Although the U.S. invests more than $1 billion dollars annually in breast cancer research, progress toward ending the disease has been slow, Washington, D.C.-based NBCC stated. Despite years of awareness campaigns and widespread screening, the incidence of late stage breast cancer has not changed since 1975.

“If we are serious about ending breast cancer we must first understand the reality of the disease at every level,” said NBCC President Fran Visco. “This baseline report provides a snapshot of the current state of breast cancer, with an overview of breast cancer trends, research advocacy, and public policy, and the advocate perspective on the barriers that have hindered progress.” The report concluded with the framework for how NBCC intends to ensure meaningful progress toward ending the disease in the next nine years.

Five-year survival statistics have been used to paint an unrealistic picture of the disease, according to the report. Although the National Cancer Institute (NCI) reports five-year survival from early breast cancer at 98 percent, this does not reflect the real experience of people with breast cancer.

The report noted that within that figure are many women with metastatic disease, and women who will recur and be diagnosed with metastatic disease in the future. They will not be survivors. This number also includes women who never would have had a life-threatening type of breast cancer.

The report made several key points, including:
  • Not all breast cancers are the same. Though physicians have known for some time that some breast cancers express excess estrogen receptors, they now know that there are several types of breast cancer based on the biology of the tumors. These different subtypes of breast cancer behave differently, are associated with different populations of women and different risk factors, and may have different causes. These subtypes respond to different treatments and have different prognoses.
  • NCI gathers information on the incidence of breast cancer by race and age, but not by subtype of disease. In the U.S., the age-adjusted incidence rate for invasive breast cancer for all races was 122.9 per 100,000 women per year in 2003 to 2007. The median age at diagnosis was 61 years of age, with the most diagnoses occurring between ages 55 and 64.
  • Because of increased screening beginning in 1980, there has been a dramatic increase in the incidence of precancerous ductal carcinoma in situ (DCIS).  Most DCIS will not become invasive breast cancer, but physicians do not yet know how to distinguish which will; therefore all women with DCIS receive treatment similar to treatment for early breast cancer.
  • In the U.S., while overall incidence has fluctuated over the years, the incidence of women diagnosed with advanced breast cancer has not. Rates of diagnoses of breast cancer that has metastasized have remained stable since 1975.
  • Between 1987 and 2000, mammography screening of healthy populations of women more than doubled in the U.S., but has remained relatively stable and decreased slightly in recent years. The evidence of a mortality reduction from screening is conflicting and continues to be questioned by some scientists, policymakers and members of the public.

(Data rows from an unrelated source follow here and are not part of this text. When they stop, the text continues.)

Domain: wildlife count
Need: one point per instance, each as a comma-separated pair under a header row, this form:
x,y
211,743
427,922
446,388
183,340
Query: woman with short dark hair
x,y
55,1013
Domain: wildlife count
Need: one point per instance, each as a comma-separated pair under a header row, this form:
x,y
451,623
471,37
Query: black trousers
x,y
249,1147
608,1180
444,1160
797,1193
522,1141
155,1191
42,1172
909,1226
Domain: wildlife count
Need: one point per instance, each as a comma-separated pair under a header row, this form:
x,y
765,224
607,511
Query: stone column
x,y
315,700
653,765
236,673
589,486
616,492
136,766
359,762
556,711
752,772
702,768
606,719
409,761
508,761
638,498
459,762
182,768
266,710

The analyses to date of all randomized controlled trials for mammography have concluded marginal benefit. The reality is that many of the tumors that are found “early” would not have become life-threatening metastatic cancers, and some of the treatments for these early cancers have life-threatening side effects.
  • Women do not die of primary breast cancer. More than 90 percent of breast cancer deaths are due to the spread of the disease to other parts of the body, such as bone, lungs and the brain. Approximately 155,000 women are living with metastatic breast cancer in the U.S. and this is projected to rise to 162,000 by the end of 2011, according to one expert cited in the report.
  • For decades, breast cancer treatment has included surgery, radiation therapy, chemotherapy, and/or hormonal therapy, and within the past 15 years, targeted therapy. Much of the recent progress in treatment has been in doing less.
  • There has been some progress toward developing treatment targeted to different subtypes, but the majority of women with breast cancer still receive the same treatment.

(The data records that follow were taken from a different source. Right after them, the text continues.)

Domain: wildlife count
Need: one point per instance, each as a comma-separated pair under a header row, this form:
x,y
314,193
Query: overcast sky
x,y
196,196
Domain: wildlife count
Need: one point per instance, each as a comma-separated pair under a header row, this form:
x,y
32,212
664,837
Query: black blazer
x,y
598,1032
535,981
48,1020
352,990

The current infrastructure and focus in breast cancer has not led to significant progress in ending the disease or in preventing deaths from the disease, according to NBCC. This is true for research and healthcare and also advocacy: more of the same will not produce different results, the organization asserted.

NBCC advocates have a new approach to change the conversation and to answer key questions in breast cancer to ultimately end the disease by Jan. 1, 2020. The plan is to disrupt the status quo on all fronts with the sole purpose of directing attention and resources to achieve Breast Cancer Deadline 2020. The majority of breast cancer research focuses on finding the next treatment drug. NBCC emphasized its focus on two issues: determining the causes of and how to prevent breast cancer metastasis and preventing the disease from developing in the first place.